Com frequência, eu penso dentro da minha livre imaginação: a qualidade da letra de uma música não está diretamente vinculada a um gênero musical específico, mas sim, à condição emocional que certas músicas podem nos remeter.

Esta análise não é, nem de longe, algo técnico: é puramente sensível, apenas, à intimidade dos ouvintes entusiasmados. Eu, pelo menos, gosto de pensar assim. E não só isso. Compor uma música é uma coisa muito particular. Interpretar a letra de uma música também. A música toca, e você já se vê imerso em um cenário que é só seu.

Seus outros instintos sensoriais são imediatamente aguçados. Você acaba se achando meio insano, meio aturdido, pois tem a impressão de ter sentido um toque leve no seu corpo, um aroma afável se aproximando, uma saudade que te desperta o impulso de se lembrar de algo, simplesmente porque ouviu, pela bilionésima vez, uma frase de múltiplas interpretações.

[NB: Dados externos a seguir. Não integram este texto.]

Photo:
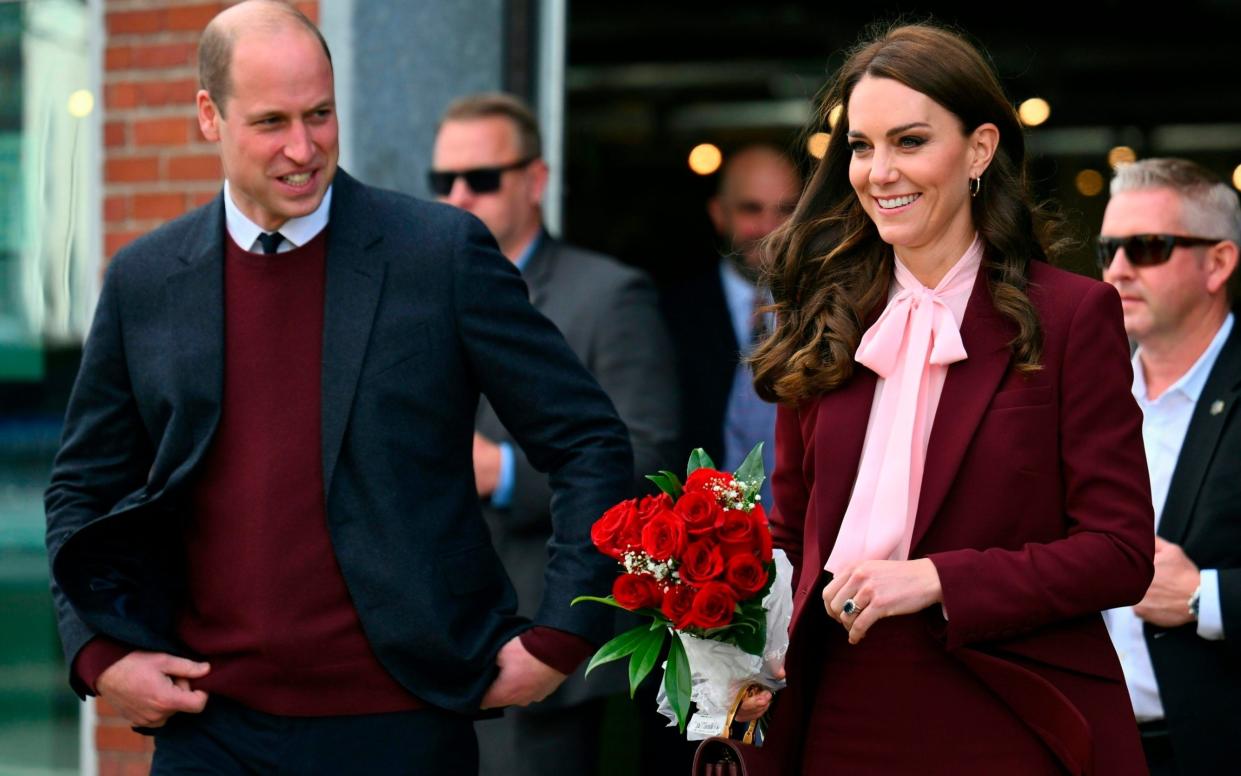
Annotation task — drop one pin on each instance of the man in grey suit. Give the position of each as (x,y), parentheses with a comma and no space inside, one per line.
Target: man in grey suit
(488,160)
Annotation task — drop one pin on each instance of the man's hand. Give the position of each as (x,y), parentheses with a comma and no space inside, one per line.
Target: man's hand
(1167,601)
(524,678)
(487,464)
(150,687)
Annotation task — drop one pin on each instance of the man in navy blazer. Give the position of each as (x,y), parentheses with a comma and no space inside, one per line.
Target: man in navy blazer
(266,540)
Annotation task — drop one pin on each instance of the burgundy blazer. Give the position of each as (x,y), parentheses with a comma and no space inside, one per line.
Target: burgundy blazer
(1035,509)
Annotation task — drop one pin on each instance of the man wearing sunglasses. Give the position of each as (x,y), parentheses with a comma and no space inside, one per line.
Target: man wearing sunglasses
(1169,246)
(488,160)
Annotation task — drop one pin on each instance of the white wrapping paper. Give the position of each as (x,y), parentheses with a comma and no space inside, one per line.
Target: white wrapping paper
(720,671)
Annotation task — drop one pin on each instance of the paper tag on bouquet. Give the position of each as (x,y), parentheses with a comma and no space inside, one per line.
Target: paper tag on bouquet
(705,726)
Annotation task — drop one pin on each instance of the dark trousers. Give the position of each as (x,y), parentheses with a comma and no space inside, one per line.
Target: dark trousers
(228,738)
(540,741)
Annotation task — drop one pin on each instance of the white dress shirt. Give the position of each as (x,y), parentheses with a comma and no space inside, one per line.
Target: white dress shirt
(295,231)
(1164,422)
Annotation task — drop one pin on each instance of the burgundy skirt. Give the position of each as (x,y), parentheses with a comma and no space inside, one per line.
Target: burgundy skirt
(900,703)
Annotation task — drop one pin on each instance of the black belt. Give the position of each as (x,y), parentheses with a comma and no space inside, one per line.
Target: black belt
(1153,729)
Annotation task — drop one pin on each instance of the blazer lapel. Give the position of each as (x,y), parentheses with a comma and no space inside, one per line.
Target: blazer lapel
(967,391)
(354,281)
(1216,404)
(195,306)
(839,435)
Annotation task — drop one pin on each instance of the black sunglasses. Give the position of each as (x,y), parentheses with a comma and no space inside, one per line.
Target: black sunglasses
(480,180)
(1144,250)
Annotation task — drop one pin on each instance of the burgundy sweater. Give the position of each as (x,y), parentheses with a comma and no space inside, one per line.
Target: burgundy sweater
(267,604)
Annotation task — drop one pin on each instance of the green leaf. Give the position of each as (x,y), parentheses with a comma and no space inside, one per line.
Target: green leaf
(618,647)
(607,600)
(676,682)
(668,483)
(751,469)
(699,460)
(644,658)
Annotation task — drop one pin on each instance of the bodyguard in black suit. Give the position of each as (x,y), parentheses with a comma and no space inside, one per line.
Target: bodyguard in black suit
(420,317)
(488,160)
(1169,245)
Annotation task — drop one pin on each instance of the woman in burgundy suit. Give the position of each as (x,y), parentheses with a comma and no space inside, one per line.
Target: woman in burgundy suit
(959,473)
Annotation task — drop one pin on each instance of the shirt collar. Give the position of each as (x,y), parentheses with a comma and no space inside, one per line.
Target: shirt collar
(295,231)
(524,258)
(1194,380)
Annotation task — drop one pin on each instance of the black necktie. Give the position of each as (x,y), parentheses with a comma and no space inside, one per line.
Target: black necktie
(271,241)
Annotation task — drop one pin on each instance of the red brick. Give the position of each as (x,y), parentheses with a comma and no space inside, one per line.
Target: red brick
(196,166)
(130,169)
(118,57)
(114,133)
(114,738)
(134,22)
(202,198)
(179,91)
(191,18)
(161,132)
(113,242)
(166,55)
(120,96)
(137,766)
(158,206)
(114,209)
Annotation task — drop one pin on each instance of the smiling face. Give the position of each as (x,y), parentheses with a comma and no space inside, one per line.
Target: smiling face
(911,163)
(277,129)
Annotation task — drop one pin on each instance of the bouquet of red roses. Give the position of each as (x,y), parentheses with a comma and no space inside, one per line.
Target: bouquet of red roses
(696,560)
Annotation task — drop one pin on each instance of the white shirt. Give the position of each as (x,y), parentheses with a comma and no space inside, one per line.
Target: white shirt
(740,293)
(1164,422)
(295,231)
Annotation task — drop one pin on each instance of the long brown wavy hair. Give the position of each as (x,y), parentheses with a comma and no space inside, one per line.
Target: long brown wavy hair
(829,268)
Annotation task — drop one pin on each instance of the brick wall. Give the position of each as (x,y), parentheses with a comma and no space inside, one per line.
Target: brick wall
(156,166)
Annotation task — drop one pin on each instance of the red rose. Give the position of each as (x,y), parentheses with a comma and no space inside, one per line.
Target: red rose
(745,574)
(609,533)
(700,510)
(701,563)
(650,505)
(678,604)
(762,534)
(663,536)
(636,591)
(737,528)
(707,481)
(712,606)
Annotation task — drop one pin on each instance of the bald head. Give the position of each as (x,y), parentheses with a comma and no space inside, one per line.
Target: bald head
(758,189)
(250,18)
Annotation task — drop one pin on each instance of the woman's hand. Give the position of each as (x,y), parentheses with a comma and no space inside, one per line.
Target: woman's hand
(757,702)
(881,589)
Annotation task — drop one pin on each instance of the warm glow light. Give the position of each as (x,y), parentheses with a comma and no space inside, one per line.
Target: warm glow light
(1121,155)
(705,159)
(1034,111)
(1090,183)
(81,103)
(817,144)
(834,116)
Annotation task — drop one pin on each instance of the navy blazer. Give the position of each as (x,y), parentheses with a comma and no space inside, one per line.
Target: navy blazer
(421,315)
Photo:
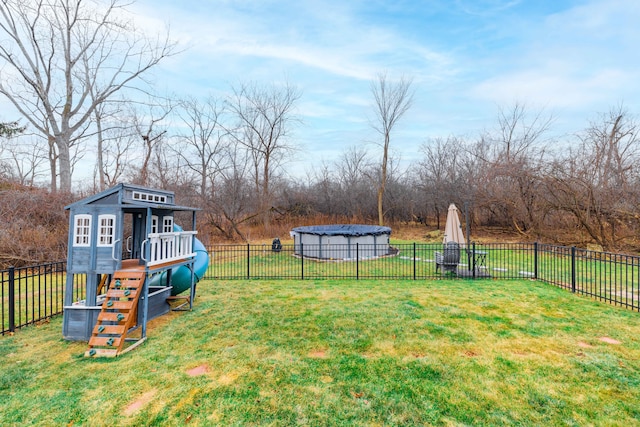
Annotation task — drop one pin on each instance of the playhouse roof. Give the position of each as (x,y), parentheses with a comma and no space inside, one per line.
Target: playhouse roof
(143,197)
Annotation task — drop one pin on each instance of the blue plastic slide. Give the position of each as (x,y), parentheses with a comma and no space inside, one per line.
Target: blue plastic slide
(181,276)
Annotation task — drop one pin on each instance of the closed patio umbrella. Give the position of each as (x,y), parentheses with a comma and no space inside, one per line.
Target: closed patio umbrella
(453,229)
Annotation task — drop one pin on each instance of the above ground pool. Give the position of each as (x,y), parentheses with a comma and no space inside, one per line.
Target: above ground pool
(341,241)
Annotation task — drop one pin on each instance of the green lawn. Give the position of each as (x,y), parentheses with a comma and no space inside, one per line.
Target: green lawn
(449,352)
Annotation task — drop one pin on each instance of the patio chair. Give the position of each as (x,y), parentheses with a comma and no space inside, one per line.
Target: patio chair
(449,258)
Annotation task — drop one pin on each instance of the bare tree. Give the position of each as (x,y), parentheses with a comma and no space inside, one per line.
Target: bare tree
(27,158)
(149,127)
(266,117)
(391,102)
(57,52)
(7,130)
(203,142)
(511,158)
(597,182)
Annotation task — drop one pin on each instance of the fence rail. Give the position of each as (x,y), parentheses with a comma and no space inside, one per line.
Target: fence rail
(32,294)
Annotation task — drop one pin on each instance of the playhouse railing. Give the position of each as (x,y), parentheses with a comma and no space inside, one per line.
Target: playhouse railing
(169,247)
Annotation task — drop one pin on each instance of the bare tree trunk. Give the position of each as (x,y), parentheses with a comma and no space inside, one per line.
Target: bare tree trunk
(391,102)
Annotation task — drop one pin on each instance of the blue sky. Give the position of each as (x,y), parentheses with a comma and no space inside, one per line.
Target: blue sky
(467,59)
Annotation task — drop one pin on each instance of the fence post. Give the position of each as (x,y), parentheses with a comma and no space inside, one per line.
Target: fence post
(12,300)
(473,260)
(573,268)
(248,261)
(357,261)
(414,260)
(535,260)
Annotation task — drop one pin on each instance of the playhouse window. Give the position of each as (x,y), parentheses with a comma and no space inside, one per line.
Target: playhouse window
(167,224)
(154,223)
(82,230)
(148,197)
(106,230)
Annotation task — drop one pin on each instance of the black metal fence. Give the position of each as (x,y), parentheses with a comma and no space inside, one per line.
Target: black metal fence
(605,276)
(360,261)
(32,294)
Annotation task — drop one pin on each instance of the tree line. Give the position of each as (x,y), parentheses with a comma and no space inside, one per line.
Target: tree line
(75,72)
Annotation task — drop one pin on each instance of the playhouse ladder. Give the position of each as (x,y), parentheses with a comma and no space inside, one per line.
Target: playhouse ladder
(118,315)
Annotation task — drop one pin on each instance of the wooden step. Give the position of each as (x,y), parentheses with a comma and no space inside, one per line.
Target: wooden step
(118,305)
(118,315)
(122,293)
(108,330)
(104,341)
(101,352)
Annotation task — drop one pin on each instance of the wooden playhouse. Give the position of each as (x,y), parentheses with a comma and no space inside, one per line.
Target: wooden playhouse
(126,261)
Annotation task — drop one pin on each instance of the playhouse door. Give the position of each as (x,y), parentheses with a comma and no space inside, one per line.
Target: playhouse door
(138,235)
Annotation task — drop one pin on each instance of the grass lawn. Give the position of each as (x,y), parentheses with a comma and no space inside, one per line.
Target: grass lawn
(449,352)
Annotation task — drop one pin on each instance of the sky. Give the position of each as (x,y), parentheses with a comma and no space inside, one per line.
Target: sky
(572,59)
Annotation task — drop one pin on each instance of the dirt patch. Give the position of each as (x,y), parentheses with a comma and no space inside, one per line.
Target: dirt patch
(609,340)
(229,378)
(318,354)
(198,370)
(139,403)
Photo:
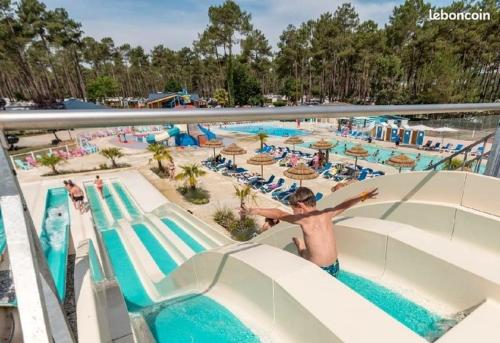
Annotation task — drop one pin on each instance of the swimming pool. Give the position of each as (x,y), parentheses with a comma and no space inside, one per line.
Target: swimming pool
(415,317)
(3,241)
(378,154)
(270,130)
(54,236)
(189,319)
(196,318)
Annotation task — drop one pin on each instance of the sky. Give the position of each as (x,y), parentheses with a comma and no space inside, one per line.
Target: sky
(176,23)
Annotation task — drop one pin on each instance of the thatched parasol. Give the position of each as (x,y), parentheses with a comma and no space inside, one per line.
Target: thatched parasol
(261,160)
(401,161)
(294,140)
(233,150)
(356,151)
(301,172)
(215,143)
(323,145)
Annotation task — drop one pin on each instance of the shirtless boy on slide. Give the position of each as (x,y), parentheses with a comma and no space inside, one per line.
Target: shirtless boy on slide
(319,245)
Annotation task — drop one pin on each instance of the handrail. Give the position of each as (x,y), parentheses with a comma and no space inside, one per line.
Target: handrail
(463,150)
(67,119)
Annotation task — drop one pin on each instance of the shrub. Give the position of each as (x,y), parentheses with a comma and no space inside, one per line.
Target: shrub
(224,217)
(243,229)
(197,196)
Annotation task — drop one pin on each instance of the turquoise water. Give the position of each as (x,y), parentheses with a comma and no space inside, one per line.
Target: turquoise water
(130,284)
(95,266)
(164,261)
(97,211)
(3,242)
(380,154)
(135,296)
(183,235)
(54,236)
(270,130)
(127,201)
(197,319)
(415,317)
(112,204)
(188,319)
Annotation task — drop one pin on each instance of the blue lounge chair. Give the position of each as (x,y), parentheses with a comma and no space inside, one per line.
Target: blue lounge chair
(363,174)
(271,187)
(318,196)
(447,146)
(458,148)
(279,194)
(261,182)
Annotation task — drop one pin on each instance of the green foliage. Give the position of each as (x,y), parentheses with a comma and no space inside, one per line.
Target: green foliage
(51,161)
(221,96)
(197,196)
(112,154)
(262,137)
(247,89)
(190,174)
(224,217)
(160,153)
(243,229)
(336,56)
(102,87)
(453,164)
(173,86)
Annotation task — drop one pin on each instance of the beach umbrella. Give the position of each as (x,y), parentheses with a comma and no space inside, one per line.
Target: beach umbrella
(294,140)
(401,161)
(214,144)
(301,172)
(443,130)
(323,145)
(233,150)
(261,160)
(357,151)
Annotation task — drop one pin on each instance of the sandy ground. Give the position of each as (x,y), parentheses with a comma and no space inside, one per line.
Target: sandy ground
(221,188)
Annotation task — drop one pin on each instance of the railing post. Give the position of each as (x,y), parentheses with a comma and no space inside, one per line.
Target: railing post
(493,165)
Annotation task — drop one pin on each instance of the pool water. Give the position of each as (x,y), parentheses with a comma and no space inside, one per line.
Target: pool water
(187,319)
(197,319)
(3,240)
(415,317)
(378,154)
(163,260)
(183,235)
(126,200)
(270,130)
(54,236)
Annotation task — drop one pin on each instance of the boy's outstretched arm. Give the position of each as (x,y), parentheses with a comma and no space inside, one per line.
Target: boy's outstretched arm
(335,211)
(273,213)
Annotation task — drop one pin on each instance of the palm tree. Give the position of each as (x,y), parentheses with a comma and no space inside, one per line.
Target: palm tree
(112,154)
(190,173)
(262,137)
(51,161)
(160,153)
(244,194)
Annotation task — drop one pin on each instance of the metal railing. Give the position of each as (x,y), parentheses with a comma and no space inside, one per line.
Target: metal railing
(66,119)
(466,150)
(40,312)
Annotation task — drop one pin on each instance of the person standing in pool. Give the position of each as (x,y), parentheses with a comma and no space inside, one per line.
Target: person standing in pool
(78,196)
(319,243)
(99,184)
(67,185)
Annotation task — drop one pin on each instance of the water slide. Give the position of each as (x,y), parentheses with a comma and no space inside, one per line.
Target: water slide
(182,279)
(165,135)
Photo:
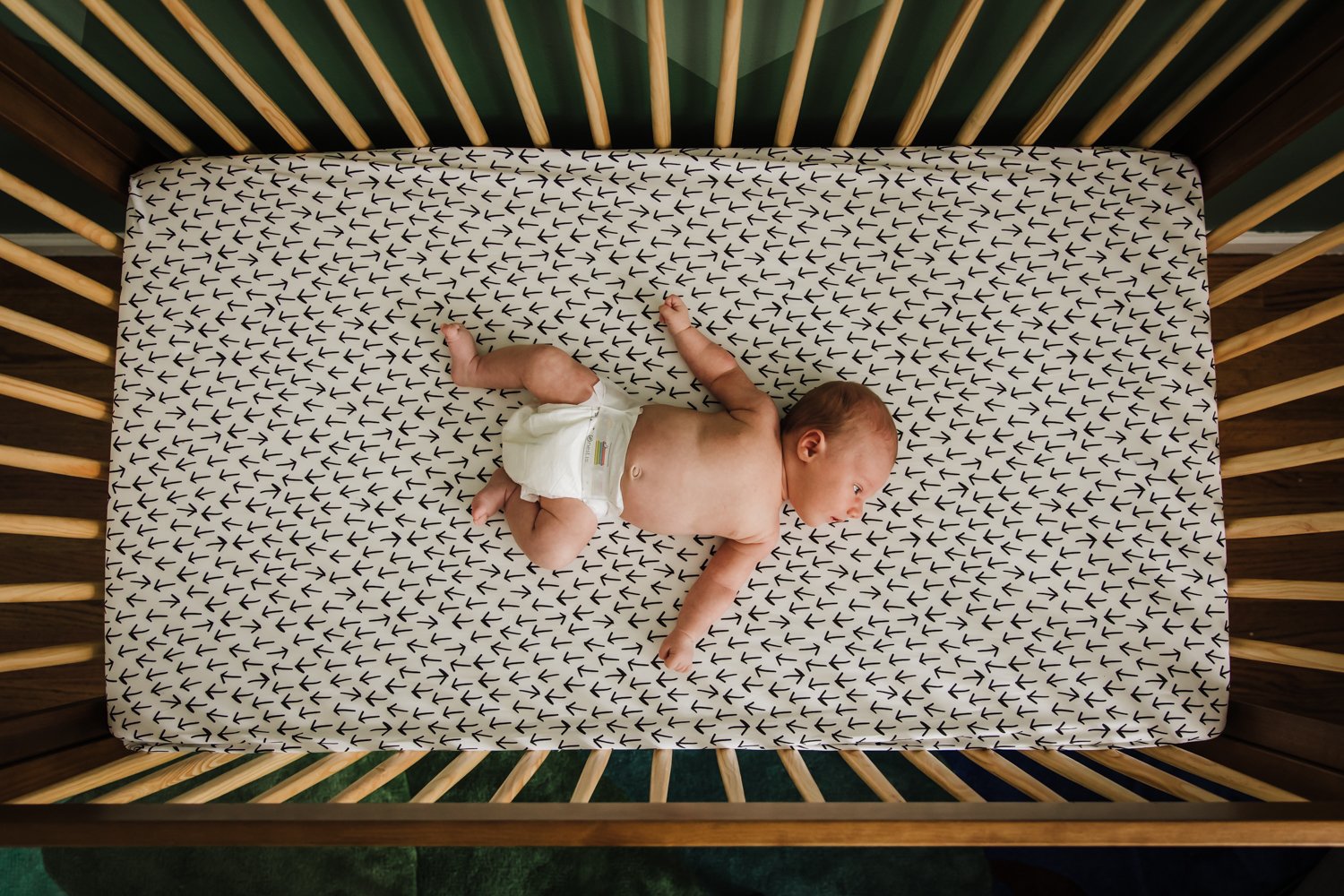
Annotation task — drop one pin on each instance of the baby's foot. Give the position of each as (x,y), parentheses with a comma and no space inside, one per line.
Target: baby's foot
(492,497)
(462,349)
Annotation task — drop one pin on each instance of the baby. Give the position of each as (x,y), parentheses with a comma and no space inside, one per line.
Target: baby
(590,452)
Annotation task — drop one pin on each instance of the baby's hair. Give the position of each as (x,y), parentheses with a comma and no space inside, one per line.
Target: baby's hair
(840,409)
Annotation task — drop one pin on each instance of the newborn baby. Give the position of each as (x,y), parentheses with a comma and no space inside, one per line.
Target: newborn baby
(590,452)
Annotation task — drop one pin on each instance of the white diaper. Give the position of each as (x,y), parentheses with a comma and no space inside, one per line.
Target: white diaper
(573,450)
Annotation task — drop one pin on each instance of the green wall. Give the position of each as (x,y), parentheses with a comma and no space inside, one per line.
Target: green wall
(694,34)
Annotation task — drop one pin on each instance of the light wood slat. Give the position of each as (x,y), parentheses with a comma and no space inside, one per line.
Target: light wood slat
(99,777)
(527,101)
(1268,271)
(1117,105)
(308,73)
(58,274)
(50,591)
(800,775)
(1080,72)
(308,777)
(1210,80)
(1081,774)
(80,468)
(1282,458)
(1282,328)
(164,70)
(1285,590)
(59,212)
(518,778)
(375,778)
(1285,654)
(1011,774)
(589,77)
(193,766)
(1007,73)
(238,777)
(1142,772)
(1279,394)
(1219,774)
(383,80)
(797,81)
(54,398)
(446,780)
(730,50)
(593,767)
(660,97)
(932,83)
(731,775)
(56,336)
(237,74)
(941,775)
(58,654)
(128,99)
(870,775)
(1277,202)
(867,74)
(660,774)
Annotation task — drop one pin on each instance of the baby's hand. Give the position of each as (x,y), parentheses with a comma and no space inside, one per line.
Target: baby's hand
(677,650)
(675,314)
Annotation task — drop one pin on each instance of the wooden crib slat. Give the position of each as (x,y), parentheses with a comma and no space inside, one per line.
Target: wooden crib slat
(1080,72)
(1004,78)
(99,777)
(1195,94)
(383,80)
(1287,654)
(800,775)
(375,778)
(518,73)
(941,775)
(59,212)
(166,72)
(1116,107)
(96,72)
(1282,458)
(1220,774)
(518,778)
(937,73)
(867,74)
(730,50)
(193,766)
(1279,394)
(1081,774)
(870,775)
(260,766)
(1279,263)
(1142,772)
(312,78)
(237,74)
(1011,774)
(588,73)
(593,769)
(797,81)
(58,274)
(1276,202)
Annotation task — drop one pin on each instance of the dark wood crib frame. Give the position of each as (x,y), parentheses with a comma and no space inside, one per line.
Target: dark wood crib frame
(1288,761)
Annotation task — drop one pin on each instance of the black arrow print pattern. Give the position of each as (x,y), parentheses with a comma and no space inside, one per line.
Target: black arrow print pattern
(290,563)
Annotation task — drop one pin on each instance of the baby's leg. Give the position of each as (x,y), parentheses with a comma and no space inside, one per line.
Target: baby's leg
(545,371)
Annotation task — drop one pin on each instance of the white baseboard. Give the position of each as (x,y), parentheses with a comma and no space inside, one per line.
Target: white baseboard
(1252,244)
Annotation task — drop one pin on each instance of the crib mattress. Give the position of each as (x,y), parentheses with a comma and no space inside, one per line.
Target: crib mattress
(290,563)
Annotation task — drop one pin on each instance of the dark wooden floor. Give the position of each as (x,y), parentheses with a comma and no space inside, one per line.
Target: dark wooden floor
(1314,487)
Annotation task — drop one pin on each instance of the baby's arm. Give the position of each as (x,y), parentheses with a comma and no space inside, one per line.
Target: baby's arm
(710,597)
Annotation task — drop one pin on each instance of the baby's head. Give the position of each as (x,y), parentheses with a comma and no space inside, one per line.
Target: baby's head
(839,447)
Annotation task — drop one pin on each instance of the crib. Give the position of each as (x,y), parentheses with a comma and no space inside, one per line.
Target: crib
(1274,777)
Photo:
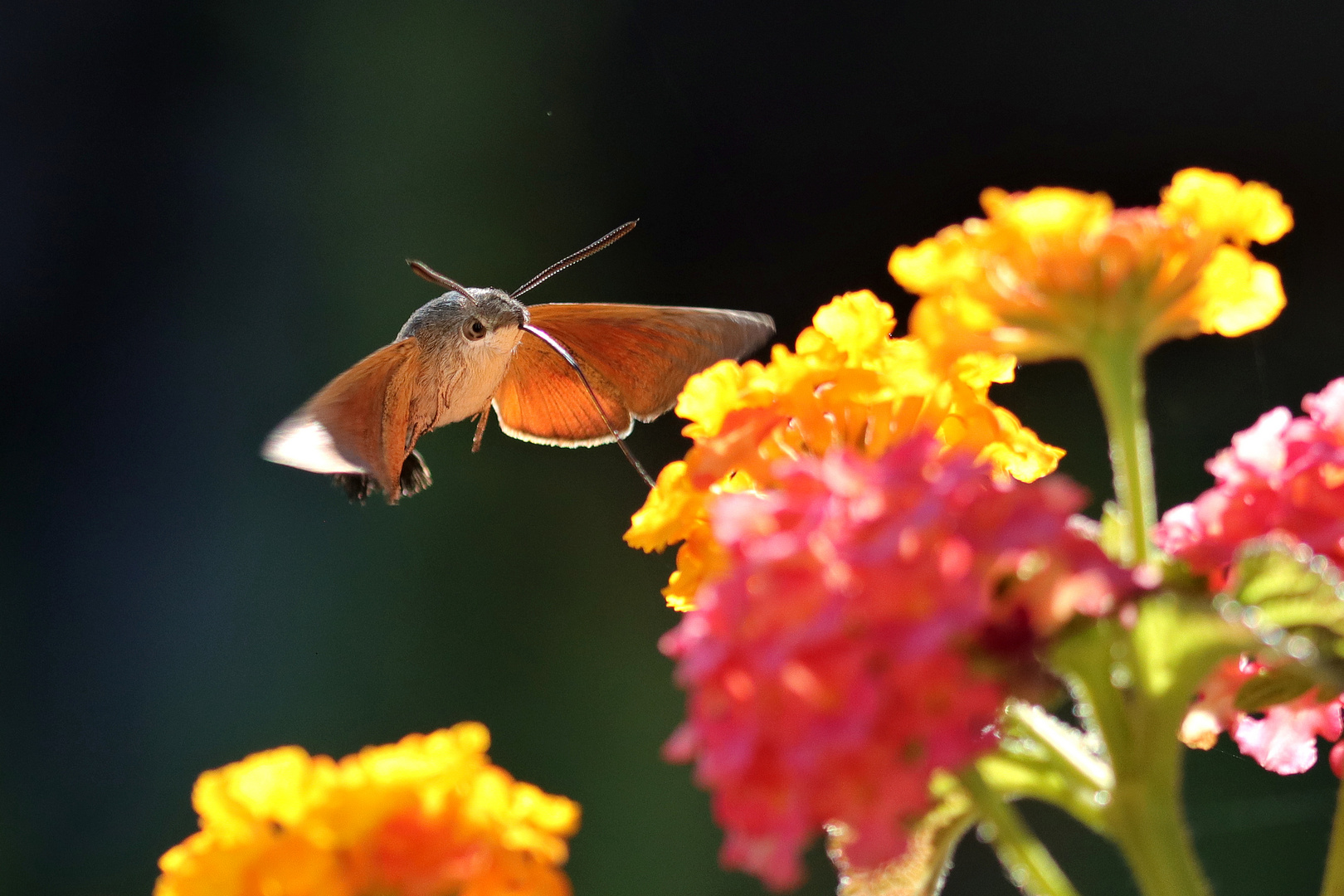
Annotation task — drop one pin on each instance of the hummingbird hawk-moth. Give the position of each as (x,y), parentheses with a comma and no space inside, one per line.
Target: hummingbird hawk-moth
(558,373)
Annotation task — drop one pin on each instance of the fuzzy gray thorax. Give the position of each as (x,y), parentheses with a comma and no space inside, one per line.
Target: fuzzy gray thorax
(466,345)
(452,314)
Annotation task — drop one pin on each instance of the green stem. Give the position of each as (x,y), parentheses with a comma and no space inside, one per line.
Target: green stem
(1333,883)
(1148,822)
(1161,659)
(1025,860)
(1116,367)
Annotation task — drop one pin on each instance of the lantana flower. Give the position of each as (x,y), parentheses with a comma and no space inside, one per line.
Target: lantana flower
(1053,271)
(864,631)
(1281,739)
(1283,476)
(422,817)
(849,384)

Por outro lado, um compositor que escreve “música com sentimento”, vai encaixando, como num quebra-cabeça, palavras e frases, e intencionalmente, sabe muito bem o que quer transmitir nas entrelinhas. No final, tem-se uma obra-prima fascinante, justamente pela sua ambiguidade discreta. E assim, também ocorre com um escritor, um poeta. Ambíguo, ele escreve o que sente, mesmo que não tenha vivido. Escreve o que vive, pra não morrer no silêncio de si mesmo.

A interpretação fica por sua conta.

Camila Barretto.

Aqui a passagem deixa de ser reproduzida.